Kopassus has vigorously denied involvement in both killings, the investigations of which have now been taken over by the TNI, on the technical grounds that West Papua is now under military supervision. Pastika, who is no longer directly involved with the still unsolved matters, chooses his words carefully.

“I explained to them (the TNI) our findings. It depends on them. We cannot go further. If we want to make an investigation, we have to investigate the military personnel and we (police) don’t have the jurisdiction to do that – that is the problem. That’s where the case is now.”

The Bali case doesn’t involve the military, at least not yet anyway. But it does another potent force in Indonesia – Islam. Adds an Australian official, “if Pastika is removed from this (Bali) case, you will know that we are in trouble.”

Pastika says he hasn’t nailed a direct, causal link to the cleric Bashir over the bombing and he refuses to cast any stones ‘without solid evidence.’ But detectives say one group under discreet investigation and surveillance is Indonesia’s Hadrami community, the so-called “Indonesian Arabs,” named for the oil-rich Hadramout region of south-eastern Yemen of their provenance.

The Hadrami diaspora number about five million across Indonesia, Singapore and Malaysia and, with some Hadrami clans claiming direct lineage to the Prophet Mohamed, helped import and secure Islam in the mostly ethnic Malay region from the 15th century.

Discreetly influential, the Hadrami presence in Indonesia is deep and ethnically complex. While officially Indonesian, their relationship with the archipalego’s indigenous pribumi is likened to that between South American indigenous community and the white descendants of Spanish and Portuguese colonists.

Their impact in South-East Asia has been been profound. Even today, Hadramis occupy important posts. Suharto’s former foreign minister Ali Alatas has an Hadrami background, as does Malaysia’s current foreign minister Syed Hamid Albar. Though eclipsed in wealth in recent decades by the overseas Chinese, Hadrami families were among some of the richest in Indonesia, owning large tracts of Jakarta’s upmarket Menteng enclave and, for a time, Singapore’s storied Raffles Hotel.

But its the Yemeni links that interest investigators. Militant Hadramis are believed to have been instrumental for radicalising and financing otherwise moderate Indonesian Muslims struggling through the country’s economic collapse, particularly in Aceh. The Yemeni connections to militant Islam across the archipalego are striking. Jaffar Umar Talib, the commander of the Laskar Jihad waging religious war on Christians in Maluku, has an Hadrami background. Though born in East Java, the cleric Abu Bakr Bashir is of Hadrami descent as, detectives believe, are many adherents of Jemaah Islamiah and the mirror Indonesian Mujahadeen Council.

And so too is Osama bin Laden, whose father emigrated to Saudi Arabia in the 1920’s from the Hadramout’s religious centre, Tarim. Last week, after a CIA drone killed six Al-Qaeda members, Yemen’s President Ali Abdullah Saleh offered a Ramadan amnesty for Yemenis “entangled” in al-Qaeda. Little wonder then that Bali’s investigators want to know more about the Hadrami clans.

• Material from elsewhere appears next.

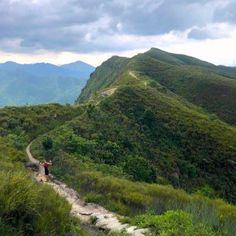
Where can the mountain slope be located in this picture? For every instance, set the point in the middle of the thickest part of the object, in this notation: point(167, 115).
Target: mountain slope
point(204, 84)
point(41, 82)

THERE’S an old operating adage about Indonesia, and South-East Asia generally. Its expressed in various ways - crude to academic - but it boils down to this; don’t assume a conspiracy when ineptitude is most likely the reason.

It sounds cynical, patronising even to the politically correct, but experience navigating this unpredictable country bears out a truth that might assuage angry Australians during these difficult times of laughing bombers, ambiguous leadership, cautious diplomacy and mixed messages.

It helps explain why people like Amrozi are interrogated before the world’s press by the country’s police chief, Pastika’s lesser-known boss Da’i Bachtiar. And possibly why Megawati didn’t make Bali last Friday, and why this odd woman is even president of one of the world’s most important countries, Islam's biggest. And why Indonesia consistently confounds those who try to understand her.

And right now, as Indonesia lurches from crisis to crisis and terrorists run free to kill again, its probably about the best explanation we can hope for.